The GOP tax cut and real effects
The Tax Cuts and Jobs Act, passed at the end of 2017, cut the corporate tax rate from 35% to 21%, while lowering the marginal tax rates most individuals pay.
It changed the way taxpayers itemize deductions, including the controversial new cap of $10,000 on the deductibility of state and local taxes. The new law punishes the people of Illinois and other states that have income taxes and property tax funded education systems. The overall cost will be about $1.5 to $2.0 trillion in foregone federal revenue through 2025, with annual deficits already soaring toward $1+ trillion.
Just less than two-thirds of Americans got a tax cut in 2018, but most of the gains went to the highest earners. That’s partly because they pay the most in taxes. Many economists have asked say the law could have kept the top brackets intact instead of lowering them, while directing larger tax cuts toward the middle and working class.
But it did not, with the bill’s backers arguing the twice-tried “trickle-down” theory. Several reports find no such stimulus in 2018.
The law passed with only GOP votes and employed the reconciliation pathway to skirt the sixty votes needed in the Senate to pass annual budgets.
Cost of education and funding public schools
There are several funding mechanisms available to law makers at the state level, the local and district levels. Illinois relies heavily on local property taxes for education funding. That model has its pros and cons. We see the benefits of local control, community vesting, property value stabilization and more. The cons are seen in economic disparity, income and property value, lower tax base. Additionally, Communities face aging buildings and grounds. Teacher pay and retirement funding challenges face all school boards state-wide.
The world of work requires a level of skill and knowledge that has its roots in education. Debates that only center on curriculum and are often PC driven can drive away industries that are telling educators what skill sets are needed in a brave new future. Established alliances between schools and employers are weakening and many school board seats go unfilled.
Well paid teachers historically perform better. Smaller classes and the latest in STEM training methods deliver. Apprentice and hands-on training centers can meet the demand for skilled workforces. Trade unions pay an important role.
There are solutions and ideas that work. Grant Township Democrats encourage and will help citizens become candidates for community school boards, serve on advisory panels and more.
$15 minimum wage & job training
Studies of municipalities and now a handful of states show early indication of positive impacts. The simple math shows that a family of four with two full time workers @ $10/hr earns $41,000 Take home $36,000. At $15/hr that family earns $61,000 taking home about $53,000.
Trickle around economics where a family can get a new car at local dealer, update a bathroom, fix the roof, save for college.
Job training programs start in K-8 with more interaction between skill teachers and skill users, supporting good pay for teachers pay-off. And smaller classes and the latest in STEM training methods deliver more able high school grads.
Industry apprentice and hands-on training centers some allied with education institutions can help meet the demand for skilled workforces.
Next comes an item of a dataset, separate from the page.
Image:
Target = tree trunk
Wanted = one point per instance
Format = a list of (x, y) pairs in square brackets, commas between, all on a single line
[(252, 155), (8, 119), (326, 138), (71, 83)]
Trade unions pay an important role.
Across the nation we struggle with infrastructure funding, in general we know locally what is needed. In the Fox Lake and Chain of Lakes we know all-too-well the consequences of inaction as floods continue. Water and waste systems are stressed. Traffic congestion grows as roads crumble. Government worker pensions under attack. Boating and vacation revenue at risk.
It is important to also know that infrastructure can be ‘hard’ or ‘soft.’ Hard infrastructure refers to physical projects and includes roads, bridges, railways, etc. Soft refers to institutions that maintain the economic, health, social, and cultural standards of a community. This includes educational programs, statistics, parks and recreational facilities, law enforcement agencies, and emergency services.